At the rate of decline of tuberculosis (TB) prevalence in India over the past 24 years (0.91% per year), it would take India 183 years for the disease to be considered eradicated. The recently released government budget set 2025 as a target for TB elimination from India. Critics have responded by saying that this is a far too optimistic figure despite the recent (all too incremental) increase to the health budget.
TB is often not diagnosed upon the first visit to a doctor, mentions an article published on NDTV’s EveryLifeCounts pointing out one of the major issues affecting the treatment and spread of tuberculosis (TB) in India: diagnosis. This leads to symptoms worsening and the disease being spread to others, sometimes for months.
Key areas of criticism within the article are diagnosis, disparities in diagnosis and care methods between state run and private hospitals as well as mismanagement of medications. All of these combined factors result in an inefficient and failing system that is underperforming government targets of disease eradication by a wide margin.
The government policy has been dismissed as: “A politician’s slogan — full of sound but lacking meaning and impossible to implement in our country” says Dr Zarir Udwadia, a TB activist and consulting chest physician. Despite criticism of this, Dr Udwadia has commended the government’s calls for reduced medication costs as a step in the right direction.
This rate of elimination is unlikely to increase without proper assessment of the limiting factors. Rapid diagnosis should be a priority, particularly in urban environments where the conditions are ideal for infection rates to reach almost exponential levels.
Antibiotic resistance also contributes massively to the spread of the disease. Misdiagnosis as well as a trial and error approach to antibiotic prescription leads to many people with multi-drug resistant TB (MDR-TB) remaining untreated for long periods of time, spreading MDR-TB to others in the process.
Usage of various different antibiotics, as well as unfinished periods of treatment have been shown to increase the rate of antibiotic resistance.

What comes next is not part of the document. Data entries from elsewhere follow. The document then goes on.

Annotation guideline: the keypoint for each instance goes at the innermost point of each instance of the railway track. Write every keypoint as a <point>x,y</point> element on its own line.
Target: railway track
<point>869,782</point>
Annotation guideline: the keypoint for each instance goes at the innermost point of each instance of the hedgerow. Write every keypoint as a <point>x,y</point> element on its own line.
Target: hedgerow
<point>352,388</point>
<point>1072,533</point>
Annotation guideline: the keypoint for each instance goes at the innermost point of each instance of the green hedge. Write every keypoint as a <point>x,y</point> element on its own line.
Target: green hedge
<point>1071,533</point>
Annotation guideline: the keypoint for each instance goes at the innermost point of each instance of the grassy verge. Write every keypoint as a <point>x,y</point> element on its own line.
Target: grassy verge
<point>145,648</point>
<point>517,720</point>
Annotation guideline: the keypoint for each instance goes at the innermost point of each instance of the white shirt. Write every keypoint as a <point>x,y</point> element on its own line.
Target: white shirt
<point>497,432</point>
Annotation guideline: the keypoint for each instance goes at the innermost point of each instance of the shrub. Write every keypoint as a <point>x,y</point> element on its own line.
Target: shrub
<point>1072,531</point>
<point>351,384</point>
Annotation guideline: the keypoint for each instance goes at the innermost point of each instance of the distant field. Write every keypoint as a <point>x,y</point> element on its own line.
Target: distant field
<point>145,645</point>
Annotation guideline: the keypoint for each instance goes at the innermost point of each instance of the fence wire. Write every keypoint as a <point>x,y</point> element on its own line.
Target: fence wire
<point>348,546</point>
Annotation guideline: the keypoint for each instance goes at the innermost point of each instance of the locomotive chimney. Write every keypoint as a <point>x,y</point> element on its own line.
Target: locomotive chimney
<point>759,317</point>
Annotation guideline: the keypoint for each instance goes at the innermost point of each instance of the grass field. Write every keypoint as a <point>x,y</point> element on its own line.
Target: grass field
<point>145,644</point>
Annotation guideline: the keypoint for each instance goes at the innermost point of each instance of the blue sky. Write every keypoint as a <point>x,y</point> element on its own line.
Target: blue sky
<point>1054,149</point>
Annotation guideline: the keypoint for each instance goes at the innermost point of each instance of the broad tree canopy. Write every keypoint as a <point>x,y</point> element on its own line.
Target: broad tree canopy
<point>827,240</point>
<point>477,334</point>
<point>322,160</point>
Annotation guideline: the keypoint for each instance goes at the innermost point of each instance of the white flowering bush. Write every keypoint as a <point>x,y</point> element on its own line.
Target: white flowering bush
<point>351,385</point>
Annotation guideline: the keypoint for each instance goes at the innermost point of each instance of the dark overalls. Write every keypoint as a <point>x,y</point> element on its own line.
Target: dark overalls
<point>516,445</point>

With every strain of MDR-TB appearing the number of effective treatments declines, this in the following years may cause considerable issues if the disease is not rapidly eliminated. Recently developed drugs such as bedaquiline have been shown to be effective against MDR-TB, though potential side effects of the drug can be lethal, and so usage is withheld for when all other options are unsuccessful.
In government run hospitals the standard detection method is sputum smear microscopy. Though a simple and rapid detection method, it is inefficient at diagnosis when there are less than 10,000 microorganisms per millilitre of sample. This causes early stage TB to often be dismissed. Modern techniques are often only utilised in private hospitals, where the quality of diagnosis is still highly variable. The implementation of World Health Organization approved method, Xpert MTB/RIF, an automated nucleic acid amplification test, with higher levels of specificity would more accurately diagnose early stage TB.
India is unlikely to reach the goals of TB eradication without implementation of modern detection technology and better management of antibiotic prescription. Until the numerous treatment issues are assessed, the goal of 2025 remains unattainable.